ABOU DHABI: Le ministre français des Affaires étrangères, Jean-Noël Barrot, a affirmé vendredi que le projet américain d'une coalition pour rouvrir le stratégique détroit d'Ormuz ne viendrait pas concurrencer une mission que la France et le Royaume-Uni veulent mettre en place.

Avant le début de la guerre opposant les Etats-Unis et Israël à l'Iran, le 28 février, un cinquième des hydrocarbures consommés dans le monde passait par le détroit.

Alors qu'une trêve est en vigueur depuis le 8 avril, ce passage reste soumis à un double blocus américain et iranien, secouant l'économie mondiale.

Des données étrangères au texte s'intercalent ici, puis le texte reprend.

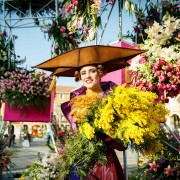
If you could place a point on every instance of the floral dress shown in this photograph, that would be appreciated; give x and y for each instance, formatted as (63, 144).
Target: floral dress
(112, 170)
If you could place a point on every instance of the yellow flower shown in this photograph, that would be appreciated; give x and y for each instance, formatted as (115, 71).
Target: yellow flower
(87, 130)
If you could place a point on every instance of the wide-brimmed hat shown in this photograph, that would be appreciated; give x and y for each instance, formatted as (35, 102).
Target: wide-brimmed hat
(66, 64)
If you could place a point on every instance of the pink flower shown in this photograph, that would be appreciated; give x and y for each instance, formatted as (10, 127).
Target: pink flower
(169, 74)
(111, 2)
(60, 133)
(68, 8)
(56, 48)
(179, 35)
(62, 29)
(142, 60)
(169, 67)
(70, 37)
(60, 152)
(168, 86)
(153, 166)
(53, 24)
(162, 62)
(162, 78)
(75, 2)
(168, 171)
(151, 87)
(143, 89)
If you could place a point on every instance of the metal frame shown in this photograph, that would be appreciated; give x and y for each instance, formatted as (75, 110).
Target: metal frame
(18, 22)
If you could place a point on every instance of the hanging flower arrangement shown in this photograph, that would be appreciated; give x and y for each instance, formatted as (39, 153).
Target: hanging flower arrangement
(22, 88)
(158, 70)
(77, 22)
(146, 14)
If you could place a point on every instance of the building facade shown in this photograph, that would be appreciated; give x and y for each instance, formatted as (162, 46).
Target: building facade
(62, 95)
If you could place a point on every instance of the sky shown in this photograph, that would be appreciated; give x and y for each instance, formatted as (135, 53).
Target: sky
(32, 44)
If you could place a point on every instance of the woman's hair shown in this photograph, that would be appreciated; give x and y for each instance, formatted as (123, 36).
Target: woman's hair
(99, 67)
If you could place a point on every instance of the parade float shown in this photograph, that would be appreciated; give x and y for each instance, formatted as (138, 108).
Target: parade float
(164, 83)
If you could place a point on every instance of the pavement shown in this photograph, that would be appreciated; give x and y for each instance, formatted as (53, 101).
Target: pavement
(25, 157)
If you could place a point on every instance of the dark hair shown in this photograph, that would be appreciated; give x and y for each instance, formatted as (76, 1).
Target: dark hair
(99, 67)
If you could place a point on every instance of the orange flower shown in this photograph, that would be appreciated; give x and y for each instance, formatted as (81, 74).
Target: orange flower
(168, 171)
(153, 166)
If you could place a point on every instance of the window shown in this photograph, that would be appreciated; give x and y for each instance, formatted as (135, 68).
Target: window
(176, 121)
(61, 96)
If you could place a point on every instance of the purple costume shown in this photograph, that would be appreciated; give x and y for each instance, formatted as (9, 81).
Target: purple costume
(112, 170)
(66, 108)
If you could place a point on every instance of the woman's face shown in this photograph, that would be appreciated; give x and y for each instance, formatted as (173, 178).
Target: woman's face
(90, 77)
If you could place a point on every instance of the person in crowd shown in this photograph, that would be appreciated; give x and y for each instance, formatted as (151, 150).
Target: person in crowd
(26, 137)
(11, 135)
(91, 75)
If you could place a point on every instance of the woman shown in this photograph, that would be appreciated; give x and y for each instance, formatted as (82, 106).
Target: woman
(91, 75)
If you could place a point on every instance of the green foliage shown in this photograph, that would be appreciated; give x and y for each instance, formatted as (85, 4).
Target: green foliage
(149, 13)
(81, 154)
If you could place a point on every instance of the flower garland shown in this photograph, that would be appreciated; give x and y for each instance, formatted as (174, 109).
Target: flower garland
(24, 88)
(76, 22)
(158, 70)
(148, 13)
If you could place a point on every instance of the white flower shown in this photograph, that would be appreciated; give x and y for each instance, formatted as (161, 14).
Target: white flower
(127, 5)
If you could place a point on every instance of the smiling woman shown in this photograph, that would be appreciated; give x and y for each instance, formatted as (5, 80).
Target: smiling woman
(91, 75)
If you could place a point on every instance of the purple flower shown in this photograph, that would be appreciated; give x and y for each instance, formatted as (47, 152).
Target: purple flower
(4, 33)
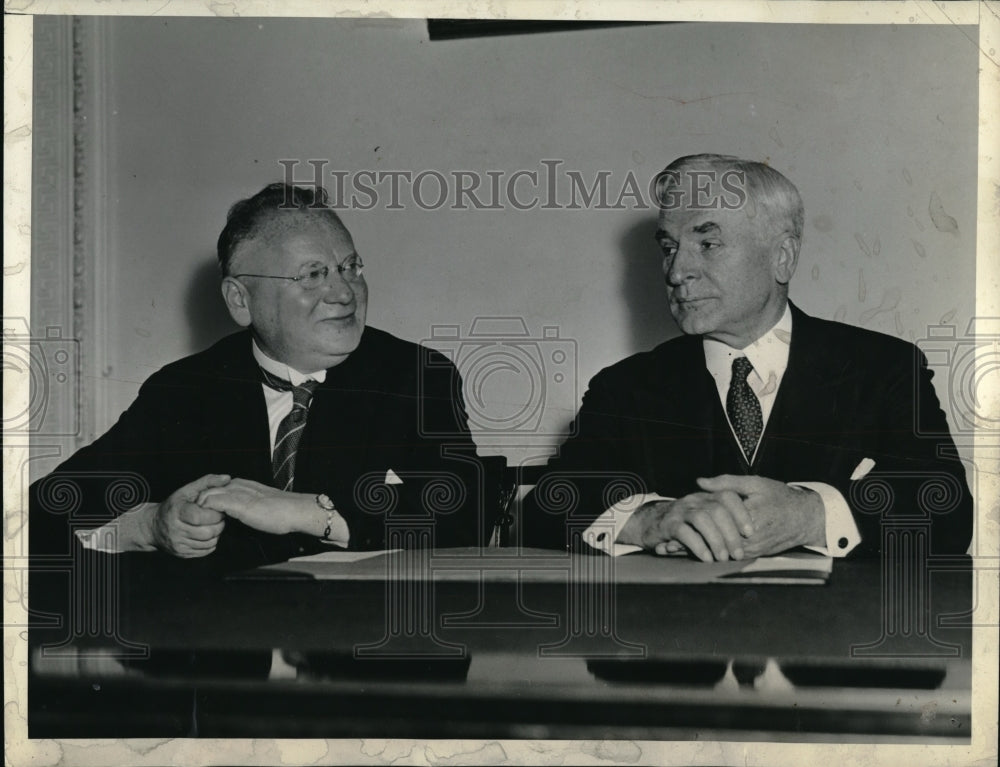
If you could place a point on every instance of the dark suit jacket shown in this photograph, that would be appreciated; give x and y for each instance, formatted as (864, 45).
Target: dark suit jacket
(654, 423)
(390, 405)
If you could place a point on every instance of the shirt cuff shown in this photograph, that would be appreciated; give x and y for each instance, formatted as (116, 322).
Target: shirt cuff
(603, 533)
(124, 533)
(841, 531)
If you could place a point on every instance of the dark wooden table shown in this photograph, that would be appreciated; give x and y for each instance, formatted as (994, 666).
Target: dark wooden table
(536, 646)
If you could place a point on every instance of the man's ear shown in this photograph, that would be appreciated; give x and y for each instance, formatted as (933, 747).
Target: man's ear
(786, 258)
(237, 299)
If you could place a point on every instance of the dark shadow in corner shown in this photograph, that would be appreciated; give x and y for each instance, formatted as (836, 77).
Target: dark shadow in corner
(208, 319)
(642, 289)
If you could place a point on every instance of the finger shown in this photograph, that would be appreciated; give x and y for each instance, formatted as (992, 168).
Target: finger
(190, 553)
(737, 510)
(249, 484)
(738, 483)
(205, 532)
(693, 542)
(727, 528)
(206, 494)
(192, 514)
(192, 489)
(197, 544)
(702, 521)
(225, 504)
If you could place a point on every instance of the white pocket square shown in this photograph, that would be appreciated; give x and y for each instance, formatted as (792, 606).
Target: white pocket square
(866, 465)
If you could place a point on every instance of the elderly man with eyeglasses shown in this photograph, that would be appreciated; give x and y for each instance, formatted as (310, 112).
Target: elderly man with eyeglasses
(306, 430)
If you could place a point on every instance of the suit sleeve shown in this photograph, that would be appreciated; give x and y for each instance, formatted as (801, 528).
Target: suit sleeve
(596, 468)
(120, 470)
(916, 495)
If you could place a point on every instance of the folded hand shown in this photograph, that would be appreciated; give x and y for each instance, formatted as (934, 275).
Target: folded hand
(258, 506)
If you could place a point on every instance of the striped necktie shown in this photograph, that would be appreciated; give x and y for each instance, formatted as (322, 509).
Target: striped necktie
(743, 408)
(286, 441)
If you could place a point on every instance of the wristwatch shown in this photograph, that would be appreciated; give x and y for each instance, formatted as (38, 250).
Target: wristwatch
(324, 502)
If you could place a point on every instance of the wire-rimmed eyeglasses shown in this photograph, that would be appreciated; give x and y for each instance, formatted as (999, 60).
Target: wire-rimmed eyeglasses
(313, 276)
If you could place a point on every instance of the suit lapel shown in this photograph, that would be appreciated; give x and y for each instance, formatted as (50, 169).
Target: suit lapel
(243, 430)
(689, 433)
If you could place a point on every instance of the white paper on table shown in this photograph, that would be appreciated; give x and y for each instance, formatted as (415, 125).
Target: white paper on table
(343, 556)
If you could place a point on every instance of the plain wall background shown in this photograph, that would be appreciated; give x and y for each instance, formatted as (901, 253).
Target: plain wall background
(869, 122)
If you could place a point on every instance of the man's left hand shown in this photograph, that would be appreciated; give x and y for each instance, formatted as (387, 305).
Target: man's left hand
(783, 516)
(261, 507)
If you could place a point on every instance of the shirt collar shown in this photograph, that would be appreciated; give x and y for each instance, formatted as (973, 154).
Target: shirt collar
(281, 370)
(768, 354)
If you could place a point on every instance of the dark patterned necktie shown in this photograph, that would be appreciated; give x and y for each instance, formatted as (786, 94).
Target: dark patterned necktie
(286, 441)
(743, 408)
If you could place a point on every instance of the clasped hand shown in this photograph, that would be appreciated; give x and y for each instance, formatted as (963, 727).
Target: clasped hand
(189, 522)
(731, 518)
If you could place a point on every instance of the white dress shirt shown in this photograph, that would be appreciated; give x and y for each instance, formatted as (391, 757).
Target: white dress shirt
(769, 357)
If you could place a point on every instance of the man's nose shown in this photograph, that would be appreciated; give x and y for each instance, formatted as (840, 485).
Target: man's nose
(681, 267)
(337, 289)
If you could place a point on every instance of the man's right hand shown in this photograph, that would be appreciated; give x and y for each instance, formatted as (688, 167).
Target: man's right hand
(711, 526)
(183, 528)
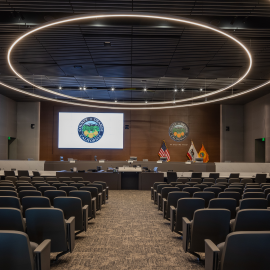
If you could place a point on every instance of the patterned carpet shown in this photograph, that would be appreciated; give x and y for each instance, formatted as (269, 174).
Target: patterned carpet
(128, 233)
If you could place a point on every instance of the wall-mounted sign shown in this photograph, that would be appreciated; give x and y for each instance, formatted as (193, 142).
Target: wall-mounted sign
(178, 131)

S'exprimant à Abou Dhabi à l'issue d'une tournée régionale, M. Barrot a indiqué avoir informé ses alliés du Golfe de l'initiative franco-britannique, désormais à un stade "avancé".

M. Barrot a estimé que le projet américain n'était pas "de même nature" que celui initié par la France et le Royaume-Uni, auquel "plusieurs dizaines" de pays ont annoncé qu'ils contribueraient "certainement".

Il s'inscrit "dans une forme de complémentarité" et n'est "pas concurrent" de l'initiative franco-britannique.

Mi-avril, plusieurs pays "non-belligérants", dont la France et le Royaume-Uni, s'étaient dits prêts à mettre en place "une mission neutre" de sécurisation du détroit.

L'objectif est "d'accompagner et sécuriser les navires marchands qui transiteront dans le Golfe", a déclaré le président français Emmanuel Macron. Le Premier ministre britannique Keir Starmer avait parlé d'une force "pacifique et défensive".

Jeudi, un responsable du département d'Etat américain a indiqué que l'administration américaine avait demandé à ses ambassades de convaincre ses alliés de rejoindre une coalition internationale chargée de sécuriser Ormuz.

Le "Mécanisme de liberté maritime" (MFC) prendra "des mesures pour garantir un passage en toute sécurité, notamment en fournissant des informations en temps réel, des conseils en matière de sécurité et une coordination", a expliqué ce responsable.

Un haut responsable américain a indiqué mercredi que la Maison Blanche envisageait de poursuivre son blocus des ports iraniens "pendant des mois si nécessaire", alors que les négociations entre l'Iran et les Etats-Unis visant à obtenir une fin durable de la guerre, sont au point mort.

En réaction, le pétrole a bondi jeudi à plus de 125 dollars le baril.